The global airline industry is facing a major financial shock as the ongoing Iran conflict continues to push oil and jet fuel prices sharply higher. Airlines across the United States, Europe, Asia, and the Middle East are now raising ticket prices, adding fuel surcharges, and cutting flight schedules to deal with soaring operating costs. Industry experts warn that travelers could face one of the most expensive summer travel seasons in years.
The crisis intensified after disruptions around the Strait of Hormuz, one of the world’s most important oil shipping routes. Roughly 20% of global oil supplies move through the region, and the conflict has severely impacted fuel transportation and pricing worldwide. Jet fuel prices have surged from nearly $90 per barrel earlier this year to as high as $200 in some markets, creating massive pressure on airline budgets.
For airlines, fuel is one of the largest operating expenses, often accounting for nearly a quarter of total costs. With prices climbing rapidly, carriers have little choice but to pass those costs onto passengers. Several international airlines, including Qantas, SAS, and Air New Zealand, have already confirmed airfare increases, while others are quietly adding fuel surcharges to international routes.
In the United States, the financial impact has become increasingly visible. According to the U.S. Transportation Department, major U.S. airlines spent more than $5 billion on jet fuel in March alone, marking a 56% increase compared to February. Airlines are now cutting less profitable routes, reducing seat capacity, and reevaluating expansion plans as they attempt to control expenses.
Travelers are already beginning to feel the effects. Domestic and international airfare prices have risen significantly over the past several weeks, especially on long-haul flights connecting North America, Europe, and Asia. Industry analysts say international routes are being hit hardest because larger aircraft consume far more fuel during long-distance operations.
The situation is also creating operational challenges beyond fuel costs. Many airlines are being forced to reroute flights to avoid restricted Middle Eastern airspace, resulting in longer flight times, additional fuel burn, and scheduling disruptions. Aviation experts say these diversions are adding millions of dollars in extra expenses each week.

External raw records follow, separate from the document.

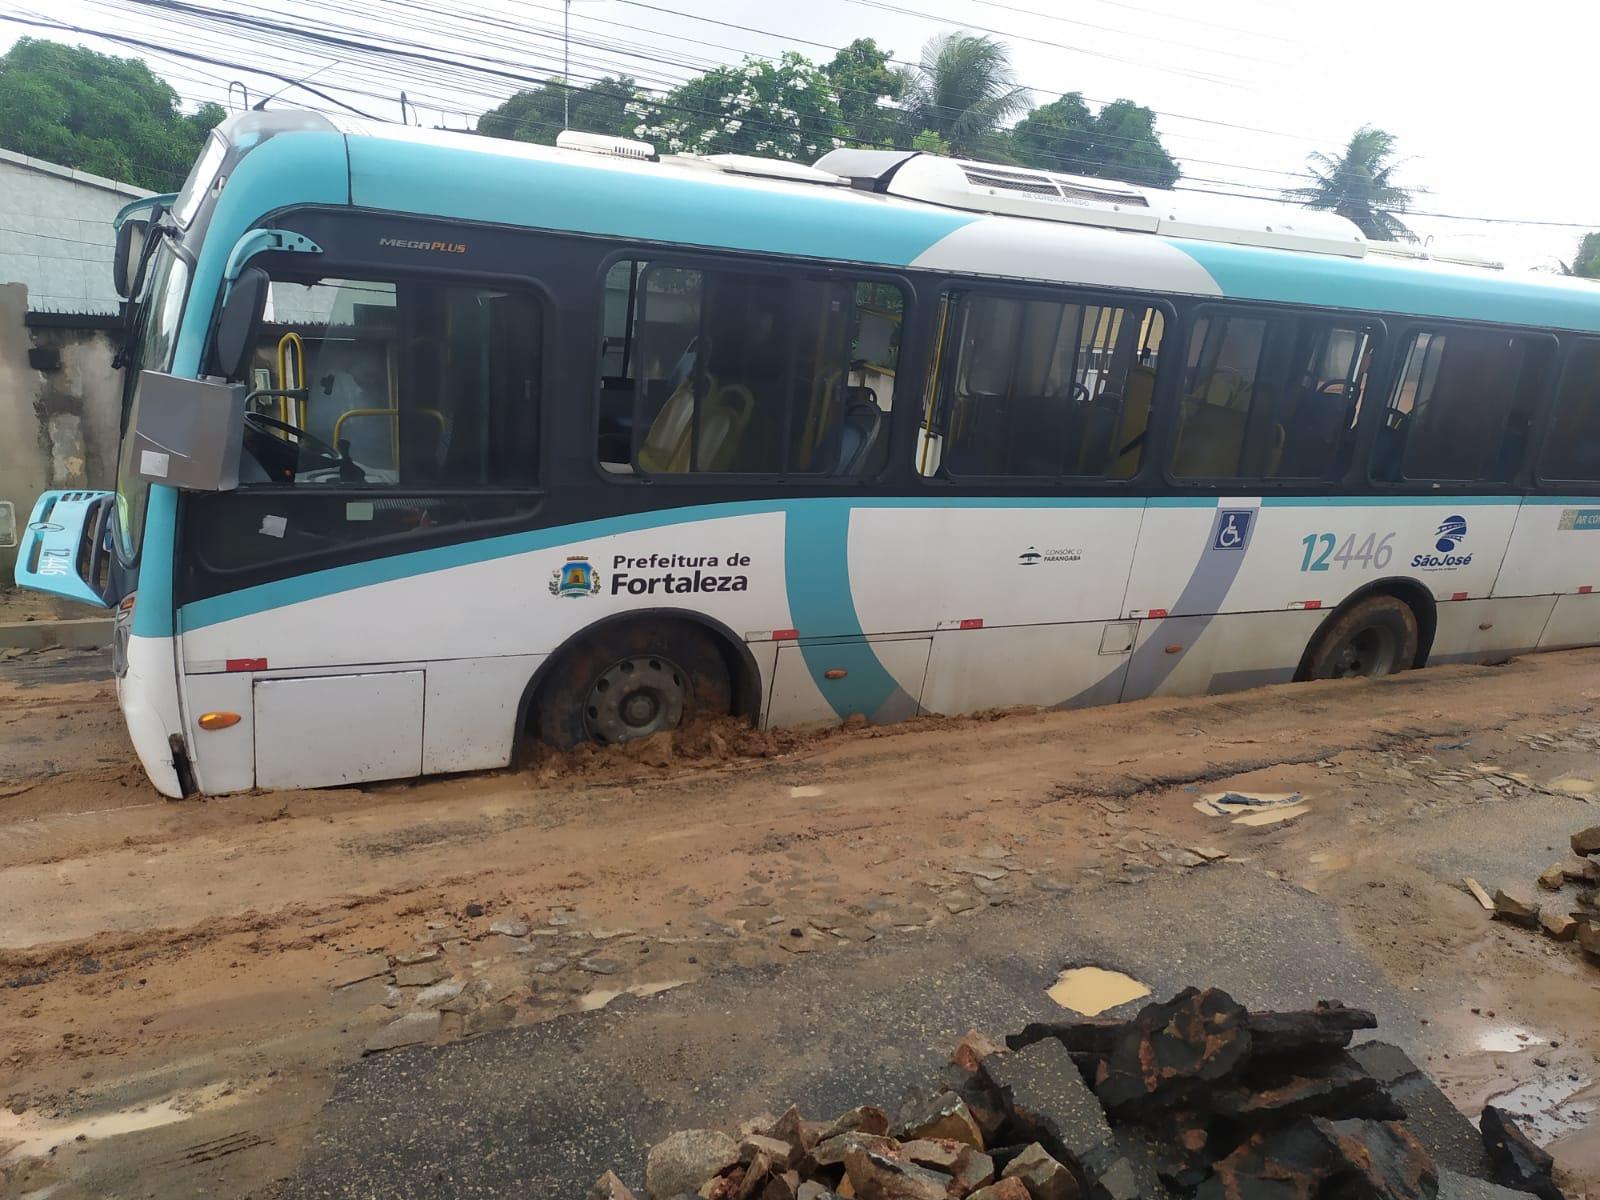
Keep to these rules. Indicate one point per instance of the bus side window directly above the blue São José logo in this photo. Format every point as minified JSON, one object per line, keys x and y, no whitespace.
{"x":1462,"y":407}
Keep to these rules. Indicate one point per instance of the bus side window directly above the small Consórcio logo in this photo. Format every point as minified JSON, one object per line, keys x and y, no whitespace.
{"x":1039,"y":388}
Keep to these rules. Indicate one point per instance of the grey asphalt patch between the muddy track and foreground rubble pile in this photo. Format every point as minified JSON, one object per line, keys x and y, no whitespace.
{"x":543,"y":1111}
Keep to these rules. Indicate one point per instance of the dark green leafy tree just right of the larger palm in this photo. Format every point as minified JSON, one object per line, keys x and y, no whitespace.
{"x":1116,"y":143}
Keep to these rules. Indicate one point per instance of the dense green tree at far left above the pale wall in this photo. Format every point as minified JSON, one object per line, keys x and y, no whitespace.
{"x":100,"y":114}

Some carriers are making aggressive cuts to survive the crisis. Reports indicate airlines worldwide have already reduced millions of available seats for the upcoming summer season. Budget airlines are especially vulnerable because their business models depend on low operating costs and affordable fares. Spirit Airlines recently collapsed after fuel expenses surged dramatically during the conflict.
Meanwhile, airline executives and financial analysts believe the pressure may continue for months, even if geopolitical tensions ease. Energy experts say fuel prices are unlikely to return to pre-war levels quickly because global supply chains and refining operations need time to stabilize.
For travelers, experts recommend booking flights earlier than usual, remaining flexible with travel dates, and monitoring fare trends closely. Many analysts believe ticket prices could continue rising throughout 2026 if fuel markets remain unstable.
The aviation industry now faces its biggest challenge since the COVID-19 pandemic, as airlines attempt to balance rising costs, uncertain fuel supplies, and growing passenger demand during the busy summer travel season.